Here's a weird one I've been fighting for a while. I've got a old out-of-warranty Dell PowerEdge 6650 server with a PERC 3/DC RAID controller controlling four newer (maybe a year old) Fujitsu 136GB U320 SCSI disks in a RAID5 array.
Maybe once a month or so one of these disks will randomly "fail." By fail, that means the PERC decides that they've failed and it starts beeping and blasting alerts. All I have to do to resolve the issue is remove and reseat the "failed" disk and it starts resyncing the array. Once the resync is complete, the bezel light on the front of the machine goes back to blue from orange and the beeping stop.
My main question is what is causing these disks to "fail," when in fact they're perfectly fine. At first I thought it might be a firmware issue, so I reflashed every flashable component in the system. BIOS, PERC firmware, disk firmware, everything.
There doesn't seem to be a cause or event that triggers one of the non-failures, it just happens at random.
It's not exactly a huge issue, but it's definitely something I'd like to resolve. Dell won't provide support since the machine is out of warranty, and their website/forums are useless as always.
I like running old hardware as long as possible, but I'd get the machine replaced. You're going to have a tough time making any headway in resolving this issue.
My suspicion would be subtle interaction between the firmware on the "failing" drives, possibly the hot-swap backplane, and the RAID controller. No one at either Dell or Fujitsu is testing those drives what that controller anymore, and you're unlikely to get anyone at either company interested.

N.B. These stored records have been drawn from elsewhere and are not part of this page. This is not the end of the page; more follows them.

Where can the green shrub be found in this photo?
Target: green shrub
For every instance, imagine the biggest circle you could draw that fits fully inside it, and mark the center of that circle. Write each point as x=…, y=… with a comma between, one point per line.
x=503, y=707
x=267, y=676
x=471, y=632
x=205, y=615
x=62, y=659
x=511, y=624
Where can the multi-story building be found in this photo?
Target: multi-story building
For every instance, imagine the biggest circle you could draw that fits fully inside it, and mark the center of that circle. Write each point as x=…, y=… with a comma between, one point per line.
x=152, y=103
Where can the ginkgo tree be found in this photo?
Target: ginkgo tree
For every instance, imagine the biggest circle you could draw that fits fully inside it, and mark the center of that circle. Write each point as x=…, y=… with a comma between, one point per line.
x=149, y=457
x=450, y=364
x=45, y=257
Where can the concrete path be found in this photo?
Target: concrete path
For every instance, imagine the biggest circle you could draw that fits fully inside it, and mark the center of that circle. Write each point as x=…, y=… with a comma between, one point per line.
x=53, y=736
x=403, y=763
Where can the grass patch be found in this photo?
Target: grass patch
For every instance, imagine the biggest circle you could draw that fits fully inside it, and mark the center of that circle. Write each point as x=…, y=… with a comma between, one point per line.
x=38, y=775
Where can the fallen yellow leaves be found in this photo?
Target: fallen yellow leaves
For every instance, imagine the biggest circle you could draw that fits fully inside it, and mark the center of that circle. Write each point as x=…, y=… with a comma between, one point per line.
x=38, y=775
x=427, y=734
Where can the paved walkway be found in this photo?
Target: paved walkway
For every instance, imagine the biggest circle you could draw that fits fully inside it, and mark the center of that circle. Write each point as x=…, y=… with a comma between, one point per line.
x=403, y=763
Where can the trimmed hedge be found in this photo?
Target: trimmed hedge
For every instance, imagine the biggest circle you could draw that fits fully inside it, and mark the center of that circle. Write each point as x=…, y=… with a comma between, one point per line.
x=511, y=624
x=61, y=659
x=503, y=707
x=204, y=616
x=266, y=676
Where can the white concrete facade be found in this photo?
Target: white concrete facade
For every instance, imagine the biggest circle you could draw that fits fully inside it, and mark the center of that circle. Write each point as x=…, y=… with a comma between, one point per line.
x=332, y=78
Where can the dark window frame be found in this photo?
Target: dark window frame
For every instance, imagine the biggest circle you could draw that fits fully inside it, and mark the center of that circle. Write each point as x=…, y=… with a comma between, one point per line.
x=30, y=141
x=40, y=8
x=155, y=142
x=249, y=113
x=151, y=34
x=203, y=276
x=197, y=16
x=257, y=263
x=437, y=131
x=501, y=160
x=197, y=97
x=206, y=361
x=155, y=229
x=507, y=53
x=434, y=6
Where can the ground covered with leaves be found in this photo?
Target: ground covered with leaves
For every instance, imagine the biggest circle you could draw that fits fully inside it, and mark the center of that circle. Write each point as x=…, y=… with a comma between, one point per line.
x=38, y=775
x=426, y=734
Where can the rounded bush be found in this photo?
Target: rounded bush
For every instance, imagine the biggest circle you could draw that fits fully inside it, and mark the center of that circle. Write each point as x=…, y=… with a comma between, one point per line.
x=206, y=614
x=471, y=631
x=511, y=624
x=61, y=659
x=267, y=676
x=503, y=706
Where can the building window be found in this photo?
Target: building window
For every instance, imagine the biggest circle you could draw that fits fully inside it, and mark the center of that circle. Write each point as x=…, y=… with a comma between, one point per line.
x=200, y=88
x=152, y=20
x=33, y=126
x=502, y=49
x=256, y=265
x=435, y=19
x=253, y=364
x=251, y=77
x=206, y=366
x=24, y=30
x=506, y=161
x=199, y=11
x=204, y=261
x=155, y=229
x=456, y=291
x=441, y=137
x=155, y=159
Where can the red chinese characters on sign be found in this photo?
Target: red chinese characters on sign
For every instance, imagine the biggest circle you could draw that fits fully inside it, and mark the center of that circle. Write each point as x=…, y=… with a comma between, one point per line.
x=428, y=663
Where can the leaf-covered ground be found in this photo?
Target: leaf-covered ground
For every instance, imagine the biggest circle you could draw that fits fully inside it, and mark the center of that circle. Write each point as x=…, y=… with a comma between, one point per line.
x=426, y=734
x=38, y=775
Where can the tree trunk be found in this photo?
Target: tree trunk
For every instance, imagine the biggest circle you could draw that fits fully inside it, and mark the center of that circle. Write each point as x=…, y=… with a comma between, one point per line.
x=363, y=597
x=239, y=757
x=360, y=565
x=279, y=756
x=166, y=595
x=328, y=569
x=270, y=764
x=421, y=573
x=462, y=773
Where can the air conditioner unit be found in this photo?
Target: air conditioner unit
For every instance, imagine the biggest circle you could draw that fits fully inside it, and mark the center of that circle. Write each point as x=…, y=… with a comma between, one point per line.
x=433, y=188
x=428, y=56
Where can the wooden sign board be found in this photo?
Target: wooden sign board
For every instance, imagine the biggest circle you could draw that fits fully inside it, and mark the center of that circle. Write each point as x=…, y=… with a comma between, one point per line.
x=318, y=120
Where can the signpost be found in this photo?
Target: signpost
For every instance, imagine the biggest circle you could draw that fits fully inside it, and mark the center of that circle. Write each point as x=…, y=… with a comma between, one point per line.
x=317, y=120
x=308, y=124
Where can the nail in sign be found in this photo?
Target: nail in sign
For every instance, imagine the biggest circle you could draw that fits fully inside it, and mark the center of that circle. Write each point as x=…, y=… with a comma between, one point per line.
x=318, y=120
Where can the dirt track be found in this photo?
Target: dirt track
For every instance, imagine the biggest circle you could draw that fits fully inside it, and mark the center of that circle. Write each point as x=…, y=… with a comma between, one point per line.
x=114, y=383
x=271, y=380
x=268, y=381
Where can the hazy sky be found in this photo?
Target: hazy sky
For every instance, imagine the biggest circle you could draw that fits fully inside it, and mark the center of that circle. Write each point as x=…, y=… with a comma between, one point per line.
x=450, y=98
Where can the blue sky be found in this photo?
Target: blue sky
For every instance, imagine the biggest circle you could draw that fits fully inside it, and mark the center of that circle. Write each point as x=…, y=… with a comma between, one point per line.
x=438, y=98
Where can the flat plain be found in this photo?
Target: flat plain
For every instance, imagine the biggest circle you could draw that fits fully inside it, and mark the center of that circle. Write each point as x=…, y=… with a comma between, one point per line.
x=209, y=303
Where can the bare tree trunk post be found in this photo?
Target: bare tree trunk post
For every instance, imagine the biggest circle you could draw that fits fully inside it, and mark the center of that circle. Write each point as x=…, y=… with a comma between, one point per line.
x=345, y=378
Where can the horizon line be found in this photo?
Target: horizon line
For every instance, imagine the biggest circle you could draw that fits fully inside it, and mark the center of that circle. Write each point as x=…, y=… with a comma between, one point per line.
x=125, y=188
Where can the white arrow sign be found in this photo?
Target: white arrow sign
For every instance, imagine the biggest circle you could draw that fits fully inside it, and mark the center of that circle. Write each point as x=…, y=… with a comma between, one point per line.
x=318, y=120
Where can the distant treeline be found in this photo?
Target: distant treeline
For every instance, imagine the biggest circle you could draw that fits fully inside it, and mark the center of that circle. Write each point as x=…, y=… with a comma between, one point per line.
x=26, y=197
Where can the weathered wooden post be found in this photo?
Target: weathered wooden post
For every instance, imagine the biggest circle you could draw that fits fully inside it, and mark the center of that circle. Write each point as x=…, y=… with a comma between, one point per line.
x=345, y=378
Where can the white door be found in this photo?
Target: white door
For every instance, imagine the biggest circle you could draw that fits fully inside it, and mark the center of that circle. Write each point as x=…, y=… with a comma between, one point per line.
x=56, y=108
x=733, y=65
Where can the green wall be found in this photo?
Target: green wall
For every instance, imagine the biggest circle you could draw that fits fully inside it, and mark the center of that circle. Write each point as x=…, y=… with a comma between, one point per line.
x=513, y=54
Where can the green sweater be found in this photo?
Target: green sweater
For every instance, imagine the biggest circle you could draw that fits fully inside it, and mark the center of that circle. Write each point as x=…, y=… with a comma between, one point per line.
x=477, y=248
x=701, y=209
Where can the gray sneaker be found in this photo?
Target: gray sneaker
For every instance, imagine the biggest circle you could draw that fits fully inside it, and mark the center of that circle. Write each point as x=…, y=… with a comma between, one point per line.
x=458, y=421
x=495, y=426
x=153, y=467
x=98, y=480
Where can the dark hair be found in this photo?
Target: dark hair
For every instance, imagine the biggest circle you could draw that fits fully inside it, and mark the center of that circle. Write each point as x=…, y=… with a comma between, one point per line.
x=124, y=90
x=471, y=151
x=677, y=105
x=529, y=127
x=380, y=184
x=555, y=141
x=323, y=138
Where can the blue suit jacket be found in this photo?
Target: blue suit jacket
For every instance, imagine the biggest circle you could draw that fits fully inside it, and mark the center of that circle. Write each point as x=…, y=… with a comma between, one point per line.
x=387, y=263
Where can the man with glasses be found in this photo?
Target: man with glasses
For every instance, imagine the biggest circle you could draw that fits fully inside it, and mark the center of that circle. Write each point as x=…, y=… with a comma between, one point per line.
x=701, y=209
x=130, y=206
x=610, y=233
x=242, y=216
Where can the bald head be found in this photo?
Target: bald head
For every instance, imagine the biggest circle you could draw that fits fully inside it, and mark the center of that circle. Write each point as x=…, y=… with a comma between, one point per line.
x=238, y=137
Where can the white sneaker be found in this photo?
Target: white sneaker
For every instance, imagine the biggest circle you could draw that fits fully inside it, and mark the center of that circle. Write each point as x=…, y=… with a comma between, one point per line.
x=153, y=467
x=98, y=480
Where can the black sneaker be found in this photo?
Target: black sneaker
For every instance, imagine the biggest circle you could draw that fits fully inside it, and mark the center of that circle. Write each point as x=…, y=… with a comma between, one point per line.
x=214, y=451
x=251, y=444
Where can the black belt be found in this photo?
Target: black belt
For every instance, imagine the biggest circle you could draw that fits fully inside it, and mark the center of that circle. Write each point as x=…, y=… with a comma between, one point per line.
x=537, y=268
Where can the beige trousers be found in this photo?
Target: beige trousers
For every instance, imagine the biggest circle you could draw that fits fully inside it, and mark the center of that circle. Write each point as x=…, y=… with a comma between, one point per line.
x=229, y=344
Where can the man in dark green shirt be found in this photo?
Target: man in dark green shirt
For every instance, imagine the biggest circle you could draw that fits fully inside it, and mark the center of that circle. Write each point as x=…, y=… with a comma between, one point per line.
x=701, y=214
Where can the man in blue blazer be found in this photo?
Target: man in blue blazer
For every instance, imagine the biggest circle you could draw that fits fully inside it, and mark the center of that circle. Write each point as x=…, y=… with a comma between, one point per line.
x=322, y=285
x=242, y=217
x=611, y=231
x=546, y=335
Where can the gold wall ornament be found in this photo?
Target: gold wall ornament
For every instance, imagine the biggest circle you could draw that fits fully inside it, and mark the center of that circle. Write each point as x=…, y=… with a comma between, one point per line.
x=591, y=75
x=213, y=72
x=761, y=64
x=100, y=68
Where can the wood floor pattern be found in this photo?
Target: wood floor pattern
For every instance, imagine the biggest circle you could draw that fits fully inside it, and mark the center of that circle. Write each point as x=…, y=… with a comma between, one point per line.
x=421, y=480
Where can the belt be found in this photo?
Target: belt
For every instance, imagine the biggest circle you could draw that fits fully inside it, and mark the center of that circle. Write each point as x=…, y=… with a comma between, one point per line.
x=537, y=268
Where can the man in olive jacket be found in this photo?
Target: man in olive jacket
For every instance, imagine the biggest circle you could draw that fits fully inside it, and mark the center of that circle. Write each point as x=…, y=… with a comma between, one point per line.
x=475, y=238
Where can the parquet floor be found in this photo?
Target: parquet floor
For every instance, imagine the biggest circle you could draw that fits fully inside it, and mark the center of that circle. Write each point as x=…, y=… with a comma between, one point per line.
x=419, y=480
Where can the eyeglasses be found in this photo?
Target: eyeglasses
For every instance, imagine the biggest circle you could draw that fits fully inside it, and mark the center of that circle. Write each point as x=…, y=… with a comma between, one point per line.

You're puting the array at risk each time this happens, since the array is becoming degraded and being rebuilt. If a legitimate failure happens on another disk during the rebuild process you're going to be in an array failure scenario. Hopefully you've got good backups.
It's frustrating because adding disks really should work fine, but with something this age you're really better off biting the bullet and getting something with active manufacturer support.
First thing I would have said would be to update the firmware, as this happens fairly often with PE servers with PERC controllers.
Just because the array is able to rebuild when you re-seat the disk, I don't think that means that the drive is okay, it could be on its way out and that is why it keeps dropping out of the array. That is why when Dell tells me just to reseat it I try to get them to send me a new one (even though they are probably just sending me one that someone sent back :-/ ).
I had the same issues with a Power Edge 2650, in fact, it was a PERC's problem, if you have some spare, try to swap it.
You said you already flashed the firmware of the raid card. Did you update the driver for it at the same time? In previously support calls with Dell about failed drives, they've always been annoyingly adamant that we were using both the latest firmware and driver for the raid card.
One of them even suggested that I needed to re-build the array from scratch after updating the firmware to make the drive stop failing. Fortunately, I got them to replace the drive before I resorted to doing that (which was the problem). So I can't confirm or deny whether his suggestion would've worked.
I had one last thought and only because you didn't mention it explicitly. Have you checked for a firmware update for the actual drives?